Quantas pessoas vivem realmente no planeta? A pergunta parece simples, mas a resposta depende de uma complexa rede de censos, imagens de satélite e modelos estatísticos. Durante décadas, governos e organizações internacionais confiaram nessas ferramentas para calcular a população mundial. Agora, um estudo conduzido por pesquisadores europeus sugere que existe um ponto cego importante nessas estimativas. E ele pode estar escondido justamente nas regiões mais difíceis de monitorar.
Um método incomum colocou em dúvida os números oficiais
A pesquisa foi conduzida por cientistas da Universidade Aalto, na Finlândia, e publicada na revista científica Nature Communications. Em vez de utilizar apenas censos convencionais ou imagens de satélite, a equipe decidiu analisar uma fonte de dados pouco explorada: registros de reassentamento ligados à construção de grandes barragens.
A lógica por trás da escolha é simples. Quando uma barragem é construída, áreas inteiras podem ser inundadas, obrigando milhares de moradores a deixar suas casas. Como essas pessoas precisam ser identificadas e indenizadas, os levantamentos populacionais realizados nesses casos costumam ser extremamente detalhados.
Os pesquisadores reuniram informações de cerca de 300 projetos de barragens distribuídos em 35 países entre 1975 e 2010. Depois, compararam esses registros com algumas das principais bases demográficas globais utilizadas atualmente, incluindo WorldPop, LandScan e GHS-POP.
Os resultados chamaram a atenção. Em diversas regiões rurais, as estimativas oficiais mostravam números significativamente menores do que aqueles registrados nos processos de reassentamento.
Segundo os autores, isso sugere que populações rurais podem estar sendo sistematicamente subestimadas em várias partes do mundo. Embora o estudo não afirme que existam bilhões de pessoas “desaparecidas” das estatísticas globais, ele indica que os métodos atuais podem não estar capturando adequadamente a realidade de comunidades afastadas dos grandes centros urbanos.
A descoberta rapidamente gerou repercussão porque coloca em discussão a precisão de ferramentas utilizadas por governos, instituições internacionais e pesquisadores para planejar políticas públicas e projetar tendências demográficas futuras.

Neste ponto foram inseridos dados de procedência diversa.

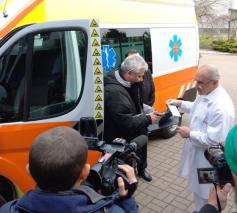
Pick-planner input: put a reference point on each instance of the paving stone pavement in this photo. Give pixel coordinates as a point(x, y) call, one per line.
point(167, 192)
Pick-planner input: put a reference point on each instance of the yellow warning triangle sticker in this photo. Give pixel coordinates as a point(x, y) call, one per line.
point(93, 23)
point(98, 81)
point(94, 33)
point(98, 107)
point(98, 115)
point(97, 62)
point(96, 53)
point(95, 43)
point(98, 98)
point(97, 71)
point(98, 89)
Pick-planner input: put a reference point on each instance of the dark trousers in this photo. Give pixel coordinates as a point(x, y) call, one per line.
point(141, 152)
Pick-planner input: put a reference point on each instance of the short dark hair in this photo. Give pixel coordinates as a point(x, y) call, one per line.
point(56, 158)
point(130, 52)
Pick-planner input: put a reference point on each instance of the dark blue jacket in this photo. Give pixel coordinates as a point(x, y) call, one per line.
point(36, 201)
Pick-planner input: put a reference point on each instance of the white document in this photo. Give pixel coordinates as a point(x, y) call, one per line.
point(173, 109)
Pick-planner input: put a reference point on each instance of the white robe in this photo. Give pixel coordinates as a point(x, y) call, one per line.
point(211, 117)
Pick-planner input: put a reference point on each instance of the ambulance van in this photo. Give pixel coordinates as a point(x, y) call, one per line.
point(53, 55)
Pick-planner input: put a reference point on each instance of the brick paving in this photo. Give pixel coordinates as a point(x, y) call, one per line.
point(167, 192)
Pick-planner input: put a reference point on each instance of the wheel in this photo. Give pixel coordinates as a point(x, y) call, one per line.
point(2, 200)
point(171, 130)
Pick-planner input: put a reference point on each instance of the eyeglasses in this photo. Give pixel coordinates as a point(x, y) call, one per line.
point(202, 83)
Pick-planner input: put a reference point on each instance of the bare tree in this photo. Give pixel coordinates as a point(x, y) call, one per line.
point(208, 10)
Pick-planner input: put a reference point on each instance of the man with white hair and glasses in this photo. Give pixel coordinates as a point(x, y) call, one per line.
point(124, 116)
point(211, 117)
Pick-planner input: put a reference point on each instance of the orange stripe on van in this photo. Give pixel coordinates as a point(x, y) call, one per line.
point(15, 142)
point(14, 21)
point(169, 85)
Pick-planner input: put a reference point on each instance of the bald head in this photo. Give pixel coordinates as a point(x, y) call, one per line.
point(207, 79)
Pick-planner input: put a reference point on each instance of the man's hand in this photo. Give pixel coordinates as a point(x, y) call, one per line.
point(184, 131)
point(174, 102)
point(222, 195)
point(154, 116)
point(129, 171)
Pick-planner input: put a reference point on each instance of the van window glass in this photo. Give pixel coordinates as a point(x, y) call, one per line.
point(116, 42)
point(12, 82)
point(58, 60)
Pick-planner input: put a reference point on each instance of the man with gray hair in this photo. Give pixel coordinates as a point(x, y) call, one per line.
point(124, 116)
point(211, 117)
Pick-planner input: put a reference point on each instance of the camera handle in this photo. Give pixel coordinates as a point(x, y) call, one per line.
point(217, 198)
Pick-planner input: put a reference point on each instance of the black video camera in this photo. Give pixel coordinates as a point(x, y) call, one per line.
point(103, 175)
point(220, 173)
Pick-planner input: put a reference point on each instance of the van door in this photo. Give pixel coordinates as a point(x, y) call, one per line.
point(46, 80)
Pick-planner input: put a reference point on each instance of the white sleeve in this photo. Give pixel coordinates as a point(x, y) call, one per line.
point(185, 106)
point(215, 133)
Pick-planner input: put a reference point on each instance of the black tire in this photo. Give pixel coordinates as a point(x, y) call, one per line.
point(171, 130)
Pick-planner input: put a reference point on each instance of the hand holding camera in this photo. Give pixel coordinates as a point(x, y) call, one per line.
point(174, 102)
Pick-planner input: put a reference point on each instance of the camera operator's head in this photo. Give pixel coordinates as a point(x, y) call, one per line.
point(57, 159)
point(231, 154)
point(133, 68)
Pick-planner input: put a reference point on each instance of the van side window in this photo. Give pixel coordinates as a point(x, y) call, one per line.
point(56, 72)
point(12, 82)
point(53, 76)
point(116, 42)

Por que as áreas rurais continuam sendo um desafio para os censos
As dificuldades para contabilizar populações rurais não são novidade. Em muitos países, especialmente nas regiões em desenvolvimento, comunidades vivem em locais de difícil acesso, longe de estradas, centros administrativos e infraestrutura adequada.
Além disso, há fatores que complicam ainda mais esse trabalho. Algumas populações são formadas por agricultores sazonais ou grupos pastoris que mudam de região ao longo do ano. Em outros casos, os registros civis são incompletos ou desatualizados.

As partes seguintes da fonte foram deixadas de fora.